Ist das bloßer Zufall oder Teil einer bewussten Strategie, die Perspektive einer 13-jährigen Schülerin in der Sammlung zu repräsentieren, also eine tendenziell marginalisierte Perspektive?

In diesem Fall ist es tatsächlich Zufall, denn die Herstellerin des Schildes war schließlich nicht diejenige, die das Schild auch selbst bei der Demonstration trug. Museale Sammlungen sind aber natürlich keine neutralen Speicher, sondern Orte gesellschaftlicher Verhandlungen und Aushandlungen. Darüber hinaus bevorzugen sie bestimmte Themen oder Aspekte eines Themas und priorisieren damit genauso bestimmte Wissensformen und auch Perspektiven. Anhand der konkreten Bestände und der damit vorherrschenden Perspektiven können oft ziemlich genaue Rückschlüsse darauf, wer dort wessen Geschichte sammelt und gesammelt hat, gezogen werden. Dennoch können auch Objekte, die vordergründig eine hegemoniale Perspektive anbieten, natürlich quer zu diesen befragt werden und auch ganz andere Geschichten erzählen als diejenigen, mit denen sie oft verbunden werden. Insofern wird es spannend sein, welche weiteren Aspekte und Themen ggf. zukünftig noch mit dem Demonstrationsschild der Berliner Friedensdemonstration verknüpft werden können.

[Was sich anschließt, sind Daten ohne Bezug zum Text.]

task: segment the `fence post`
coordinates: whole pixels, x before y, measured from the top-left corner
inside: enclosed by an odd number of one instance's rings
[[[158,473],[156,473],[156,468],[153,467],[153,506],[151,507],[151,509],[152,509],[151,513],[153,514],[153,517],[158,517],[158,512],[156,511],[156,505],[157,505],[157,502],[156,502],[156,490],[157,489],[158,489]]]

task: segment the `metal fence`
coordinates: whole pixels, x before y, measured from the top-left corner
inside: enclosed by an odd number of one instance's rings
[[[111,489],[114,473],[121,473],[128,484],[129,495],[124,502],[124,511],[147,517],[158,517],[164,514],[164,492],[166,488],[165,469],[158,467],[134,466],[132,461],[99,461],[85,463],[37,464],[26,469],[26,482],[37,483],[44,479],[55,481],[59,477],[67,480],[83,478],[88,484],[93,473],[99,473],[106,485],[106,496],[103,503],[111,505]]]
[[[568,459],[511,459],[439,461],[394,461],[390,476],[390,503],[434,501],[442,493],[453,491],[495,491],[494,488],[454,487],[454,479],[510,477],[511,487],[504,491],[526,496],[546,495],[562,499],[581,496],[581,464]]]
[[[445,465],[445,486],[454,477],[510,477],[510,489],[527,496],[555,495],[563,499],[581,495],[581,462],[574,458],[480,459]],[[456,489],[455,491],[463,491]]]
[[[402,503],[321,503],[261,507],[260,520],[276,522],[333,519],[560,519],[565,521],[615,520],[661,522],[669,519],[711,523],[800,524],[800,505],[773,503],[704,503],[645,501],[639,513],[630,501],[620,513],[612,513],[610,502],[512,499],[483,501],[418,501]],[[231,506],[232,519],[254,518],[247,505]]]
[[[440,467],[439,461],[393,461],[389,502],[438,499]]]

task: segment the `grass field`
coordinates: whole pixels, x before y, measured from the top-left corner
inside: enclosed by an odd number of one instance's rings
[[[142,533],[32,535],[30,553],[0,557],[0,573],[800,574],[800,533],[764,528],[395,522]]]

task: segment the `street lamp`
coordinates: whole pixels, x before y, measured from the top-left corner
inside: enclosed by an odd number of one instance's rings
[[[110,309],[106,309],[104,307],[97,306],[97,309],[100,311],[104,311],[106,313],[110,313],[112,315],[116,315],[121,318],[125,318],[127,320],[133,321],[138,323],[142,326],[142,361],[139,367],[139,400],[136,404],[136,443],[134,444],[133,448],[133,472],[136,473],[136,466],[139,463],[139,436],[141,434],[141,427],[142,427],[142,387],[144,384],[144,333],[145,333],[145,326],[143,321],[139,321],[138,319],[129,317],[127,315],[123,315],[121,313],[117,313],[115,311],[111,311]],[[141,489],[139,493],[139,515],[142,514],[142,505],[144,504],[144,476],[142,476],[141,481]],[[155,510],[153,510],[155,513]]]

Welche Bedeutung hat dieses Objekt?

Zunächst einmal hatte das Schild selbst eine Rolle als Akteur, denn es wurde öffentlich gezeigt. Insofern wohnt ihm etwas Performatives inne. Gleichermaßen aber haben Objekte der politischen Protestkultur auch immer etwas Ephemeres, denn Demonstrationen und Proteste sind in der Regel zeitlich begrenzt. Eine Aufnahme des Schildes in die Politik-Sammlung des DHM gewährleistet somit eine lange Abrufbarkeit der konkreten Forderungen, Losungen und – wie in diesem Fall – Solidaritätsbekundungen mit der Ukraine in Deutschland.

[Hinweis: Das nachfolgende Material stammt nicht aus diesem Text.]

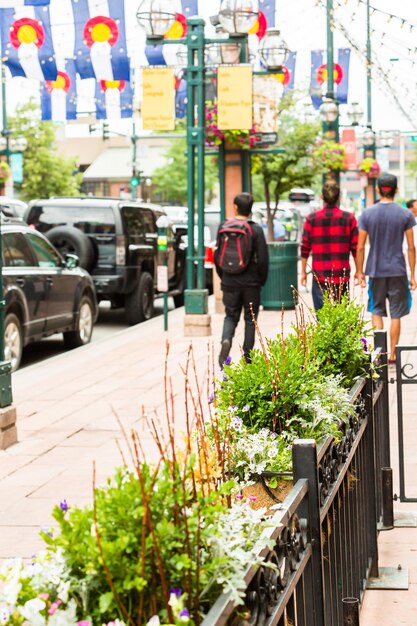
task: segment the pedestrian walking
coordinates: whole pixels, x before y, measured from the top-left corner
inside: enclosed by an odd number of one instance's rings
[[[406,202],[406,207],[407,209],[410,209],[414,217],[417,217],[417,200],[408,200],[408,202]]]
[[[255,319],[261,303],[261,287],[268,276],[268,248],[262,227],[251,218],[253,197],[238,194],[234,201],[234,217],[220,224],[214,262],[221,279],[226,316],[223,323],[219,365],[229,356],[233,337],[243,309],[245,336],[243,355],[250,362],[255,343]]]
[[[387,317],[387,301],[389,303],[391,317],[389,363],[394,364],[395,347],[401,333],[401,318],[410,312],[410,289],[416,288],[416,251],[413,233],[416,220],[410,210],[394,202],[398,191],[396,176],[389,173],[381,174],[377,186],[379,202],[365,209],[359,218],[355,279],[358,284],[365,287],[365,274],[369,278],[368,311],[372,313],[372,324],[378,330],[384,328],[383,318]],[[404,234],[410,266],[409,278],[403,253]],[[368,237],[370,248],[364,273],[365,244]]]
[[[340,187],[326,182],[324,207],[307,215],[301,239],[301,284],[307,285],[307,261],[312,256],[313,305],[323,306],[326,291],[339,299],[349,291],[350,255],[356,257],[358,225],[355,216],[339,208]]]

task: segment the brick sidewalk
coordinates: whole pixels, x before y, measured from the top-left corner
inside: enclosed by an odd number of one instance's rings
[[[301,295],[311,305],[310,294]],[[362,292],[358,297],[363,299]],[[417,296],[415,296],[416,298]],[[213,302],[211,302],[213,306]],[[415,312],[405,318],[401,341],[416,343]],[[222,315],[212,314],[212,336],[192,340],[194,360],[203,394],[213,346],[217,362]],[[273,337],[283,324],[287,332],[295,321],[293,311],[262,311],[261,331]],[[233,345],[239,356],[243,323]],[[42,545],[38,532],[51,524],[54,504],[66,499],[83,505],[92,500],[93,462],[97,482],[103,482],[120,465],[118,445],[126,443],[118,419],[129,432],[140,433],[147,454],[155,454],[152,439],[141,418],[142,407],[165,415],[163,380],[166,341],[170,343],[169,375],[175,395],[178,430],[185,423],[184,376],[190,340],[183,336],[183,310],[169,314],[169,331],[163,332],[161,317],[114,334],[97,343],[66,353],[13,375],[19,443],[0,452],[0,558],[30,557]],[[391,385],[391,427],[394,478],[396,468],[396,403]],[[415,405],[415,403],[414,403]],[[410,401],[410,415],[416,409]],[[118,419],[116,418],[116,414]],[[407,449],[417,452],[417,430],[410,425]],[[411,455],[414,459],[417,454]],[[415,468],[415,464],[413,466]],[[415,476],[415,478],[414,478]],[[417,473],[410,492],[417,494]],[[395,490],[398,492],[396,484]],[[396,505],[396,513],[417,510],[417,505]],[[380,534],[380,565],[408,567],[409,591],[367,591],[361,626],[417,623],[414,599],[417,583],[417,529]],[[403,614],[404,612],[404,614]]]

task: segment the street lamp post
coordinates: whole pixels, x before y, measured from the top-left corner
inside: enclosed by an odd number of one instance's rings
[[[333,0],[326,0],[327,31],[327,92],[320,107],[323,135],[331,141],[339,141],[339,106],[334,87],[334,39],[333,39]],[[336,181],[340,181],[340,172],[335,172]]]

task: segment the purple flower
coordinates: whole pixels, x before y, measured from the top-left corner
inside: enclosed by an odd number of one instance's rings
[[[181,598],[182,589],[180,587],[172,587],[172,589],[169,590],[169,594],[172,596],[176,596],[177,598]]]
[[[233,422],[232,422],[232,427],[239,431],[242,429],[243,426],[243,420],[240,419],[240,417],[237,417],[236,415],[233,416]]]
[[[243,500],[243,496],[241,493],[238,493],[236,496],[236,500]]]
[[[66,513],[68,511],[67,501],[62,500],[62,502],[59,503],[59,508],[61,509],[61,511],[64,511],[64,513]]]
[[[363,343],[363,349],[365,350],[365,352],[368,352],[368,342],[366,341],[365,337],[361,337],[360,341],[362,341]]]
[[[225,360],[224,364],[225,364],[225,365],[230,365],[230,364],[231,364],[231,362],[232,362],[232,357],[229,355],[229,356],[226,358],[226,360]]]
[[[245,412],[250,411],[250,404],[245,404],[242,411],[245,411]]]
[[[190,612],[188,609],[182,609],[179,614],[179,618],[182,622],[188,622],[190,619]]]
[[[230,411],[230,413],[236,413],[236,411],[238,410],[238,408],[239,408],[239,407],[238,407],[238,406],[236,406],[236,404],[235,404],[234,406],[231,406],[231,407],[230,407],[229,411]]]
[[[213,404],[213,402],[214,402],[214,398],[215,398],[215,397],[216,397],[216,396],[214,395],[214,393],[211,393],[211,394],[209,395],[209,399],[208,399],[209,404]]]

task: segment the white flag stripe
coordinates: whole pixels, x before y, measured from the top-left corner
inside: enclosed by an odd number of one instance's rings
[[[35,7],[18,6],[14,12],[14,19],[21,20],[22,17],[28,17],[31,20],[36,20]]]
[[[26,76],[31,79],[44,81],[41,64],[38,57],[38,48],[35,43],[22,43],[18,51],[19,63],[23,68]]]
[[[100,80],[113,80],[110,44],[107,41],[93,43],[90,57],[95,75],[100,76]]]
[[[67,119],[67,92],[54,89],[51,93],[51,111],[54,122],[65,122]]]
[[[107,89],[106,97],[106,118],[108,120],[119,120],[122,117],[120,104],[120,91],[118,89]]]
[[[107,0],[88,0],[88,10],[91,17],[96,15],[104,15],[110,17],[109,3]]]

Das Zeigen der ukrainischen Flagge beziehungsweise der ukrainischen Nationalfarben ist ein Kennzeichen des Jahres 2022 und stellt insofern eine Besonderheit dar, da andere Nationalfarben als die Deutschlands derart zahlreich im öffentlichen Raum präsent sind. Bei diesem Schild geht die Anteilnahme jedoch noch einen Schritt weiter und ruft direkt zur Solidarität auf. Der Aufruf, den Menschen in der Ukraine beizustehen, wurde und wird unterschiedlich gefüllt: Es ist ein Aufruf zur Solidarität in mehrfacher Hinsicht – sowohl mit Blick auf den Krieg in der Ukraine selbst als auch gegenüber den vielen Menschen, die aus der Ukraine geflohen sind, darunter eben auch nach Deutschland. Insofern sind museale Sammlungen – wie in diesem konkreten Fall – so etwas wie die Megaphone der Gesellschaft und ihrer Proteste.

© DHM/Thomas Bruns

Julia Franke

Julia Franke ist Leiterin der Sammlung Alltagskultur [Zivile Kleidung und Textilien, Politik, Religiosa, Abzeichen] am Deutschen Historischen Museum.